Another surprise sprung in the Britomart precinct is the rehabilitation of Australis House (Mitchell & Watt, 1904) and A.H. Nathan Warehouse (Arthur Pollard Wilson, 1904). The backsides of these neighbouring buildings, which front on to Customs St East, were hidden before the making of Takutai Square. In 2017, in an unusually whimsical gesture, architecture practice Peddlethorp took advantage of the buildings' new visibility by applying a plaster tracery of Australis House's fancy Customs St facade to the formerly plain north face of the building.
Another architectural surprise sprung in the Britomart precinct is the rehabilitation of Australis House and A.H. Nathan Warehouse. Photo / Patrick Reynolds
Auckland Architecture: A Walking Guide isn't just about the CBD. If you'd like to head east, a natural destination is the city's most significant building, Auckland War Memorial Museum Tāmaki Paenga Hira. In 2020, just over 90 years since the completion of the original neo-Classical building (Grierson, Aimer & Draffin, 1929), and 15 years after architect Noel Lane suspended a big kava bowl in the museum's 1960 extension (M.K. and R.F. Draffin), the institution opened the re-worked South Atrium, Te Ao Mārama. Designed by Jasmax, FJMT, Design Tribe and Salmond Reed Architects, and featuring artwork by Brett Graham, Filipe Tohi and Chris Bailey, Te Ao Mārama is a determined effort to include in the museum, and in the Auckland story, the living cultures of the city's Māori and Pasifika populations.

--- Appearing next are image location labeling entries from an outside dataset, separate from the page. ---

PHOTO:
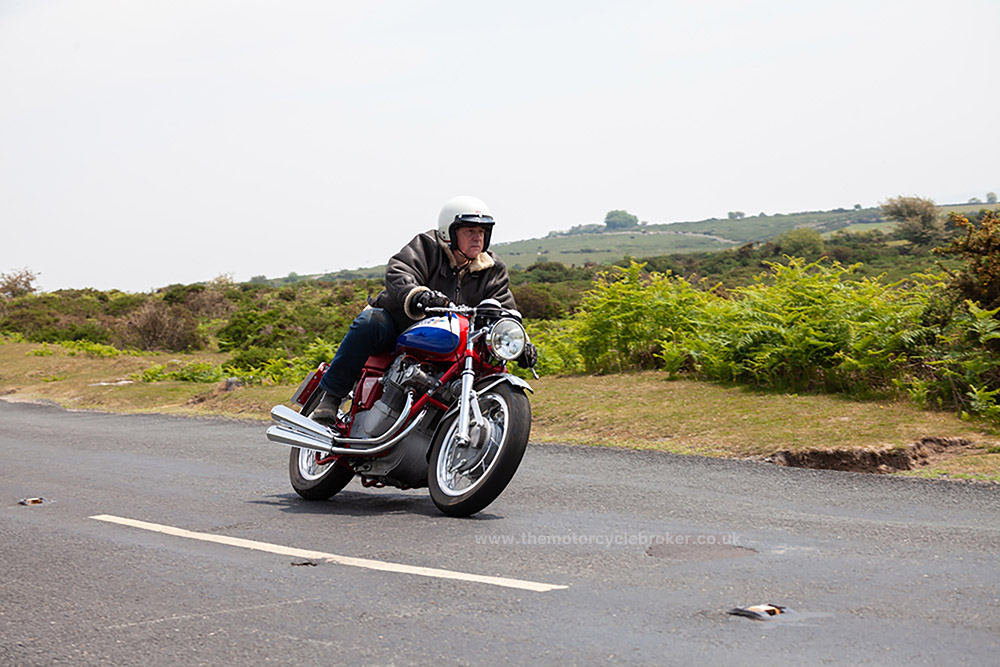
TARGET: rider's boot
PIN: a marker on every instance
(327, 409)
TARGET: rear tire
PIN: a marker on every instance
(312, 481)
(464, 480)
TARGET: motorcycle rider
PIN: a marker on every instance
(451, 264)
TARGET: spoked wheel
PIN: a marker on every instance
(466, 477)
(315, 481)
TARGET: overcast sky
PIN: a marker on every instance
(150, 142)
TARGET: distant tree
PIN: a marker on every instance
(917, 220)
(620, 220)
(17, 283)
(801, 242)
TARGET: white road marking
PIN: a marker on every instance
(331, 558)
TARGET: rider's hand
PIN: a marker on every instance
(430, 299)
(529, 357)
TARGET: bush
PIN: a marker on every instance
(159, 326)
(979, 278)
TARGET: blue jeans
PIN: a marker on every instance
(372, 332)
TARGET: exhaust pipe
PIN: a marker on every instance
(286, 436)
(295, 430)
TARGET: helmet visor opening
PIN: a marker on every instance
(472, 219)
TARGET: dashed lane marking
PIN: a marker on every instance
(332, 558)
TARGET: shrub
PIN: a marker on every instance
(159, 326)
(979, 247)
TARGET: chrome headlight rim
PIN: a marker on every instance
(507, 339)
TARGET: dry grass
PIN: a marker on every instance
(641, 410)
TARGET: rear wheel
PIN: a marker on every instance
(465, 478)
(311, 480)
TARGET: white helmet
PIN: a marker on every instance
(464, 211)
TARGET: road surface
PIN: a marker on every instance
(169, 541)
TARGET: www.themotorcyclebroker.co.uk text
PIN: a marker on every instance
(609, 540)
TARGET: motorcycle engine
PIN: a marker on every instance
(406, 463)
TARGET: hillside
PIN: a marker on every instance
(580, 246)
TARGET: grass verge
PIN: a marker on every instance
(640, 410)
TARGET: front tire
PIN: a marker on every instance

The re-worked South Atrium, Te Ao Marama at Auckland Museum is a determined effort to include the living cultures of the city's Maori and Pasifika populations. Photo / Patrick Reynolds
Finally, an excursion to Ponsonby. Vermont St has long had religious associations – these days it is home to both a Catholic seminary and a mosque – so it's appropriate that its most impressive building is a church: Sacred Heart, designed by Thorpe, Cutter, Pickmere, Douglas and Partners. The parish priest wanted an "ultra-modern building", and that, in 1966, is what he got, along with a roof as steep as the spire on a Gothic cathedral.